16. Thus, a three Member Arbitral Tribunal is in place which is seized of the disputes between the parties. Mr. Dayan Krishnan, “the contract” hereinafter learned Senior Counsel submits that pleadings in the matter have already been completed before the learned Arbitral Tribunal.
17. In such a situation, I am of the considered opinion that the situation that exists today is not so emergent as to justify a parallel adjudication, by this Court, of the issues raised in this petition, even while the Arbitral Tribunal continues to remain in seisin of the disputes between the parties. The grant of any interim relief involves considerations of the existence of a prima facie case, balance of convenience and irreparable loss, among others. Thus, if this Court were to adjudicate on the present application, it would have to examine the existence of a prima facie case in respect of one party or the other. That is an exercise which this Court would normally abjure from doing when the Arbitral Tribunal is in seisin of the disputes between the parties, as there is the pernicious possibility of any observation being made by this Court influencing the proceedings before the Arbitral Tribunal. At the cost of repetition, the learned counsel for the respondent have not been able to demonstrate, to the satisfaction of this Court, that the situation is so emergent as would justify this Court dealing with the matter rather than relegating it for adjudication by the Arbitral Tribunal treating the present petition as an application under Section 17 of the 1996 Act.

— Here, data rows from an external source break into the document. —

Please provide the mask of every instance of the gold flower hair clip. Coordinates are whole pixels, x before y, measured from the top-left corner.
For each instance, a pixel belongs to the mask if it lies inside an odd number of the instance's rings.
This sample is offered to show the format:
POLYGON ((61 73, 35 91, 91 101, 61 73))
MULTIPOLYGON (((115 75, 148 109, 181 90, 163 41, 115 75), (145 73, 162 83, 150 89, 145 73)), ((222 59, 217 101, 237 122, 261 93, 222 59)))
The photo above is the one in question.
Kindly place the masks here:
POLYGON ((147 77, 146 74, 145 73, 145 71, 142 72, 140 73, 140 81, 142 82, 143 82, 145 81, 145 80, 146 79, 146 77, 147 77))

18. Though Ms. Ojha emphatically submits that her client is a micro industry within the meaning of the Micro, Small and Medium Enterprises Development Act, 2006 and that therefore, her client is even finding difficulty in meeting the arbitral costs, these are matters to which both parties were alive when they entered into the contract. This contention cannot, therefore, be regarded as relevant while deciding whether to relegate the present petition to the Arbitral Tribunal for consideration or otherwise. The application filed by Yes Bank seeking intervention as well as other reliefs, in my considered opinion, can be adjudicated by the Arbitral Tribunal. This Court does not express any opinion in that regard.
19. Ms Ojha further submits that some of the said machinery has already been surrendered by her client to Yes Bank as her client has financially not been in a position to liquidate the dues to Yes Bank. She also points out that the machinery forming subject matter of the order dated 19 April 2023 is situated on a site taken by the respondent on rent, other than the project site and that therefore, her client is incurring losses on a daily basis.
20. In order to justify his right to retain the said equipment, Mr. Dayan Krishnan, per contra, cites Clause 12.[2] of the contract.
21. In these circumstances, this petition is disposed of with a request to the learned Arbitral Tribunal to decide the present petition treating it as an application under Section 17 of the 1996 Act and also decide the intervention application IA No.19447/2023 filed by Yes Bank. In view of the urgency expressed by learned counsel for the respondent and keeping in mind the fact that the respondent is a MSME, learned Arbitral Tribunal is respectfully requested, if possible, to decide the applications expeditiously.
22. It is made clear that this Court is not expressing any opinion either regarding the entitlement of Yes Bank to intervene in the proceedings or as to the other reliefs sought by Yes Bank in its application, as one of the reliefs sought in the application is the right to intervene. It would be for the learned Arbitral Tribunal to take a view in that regard.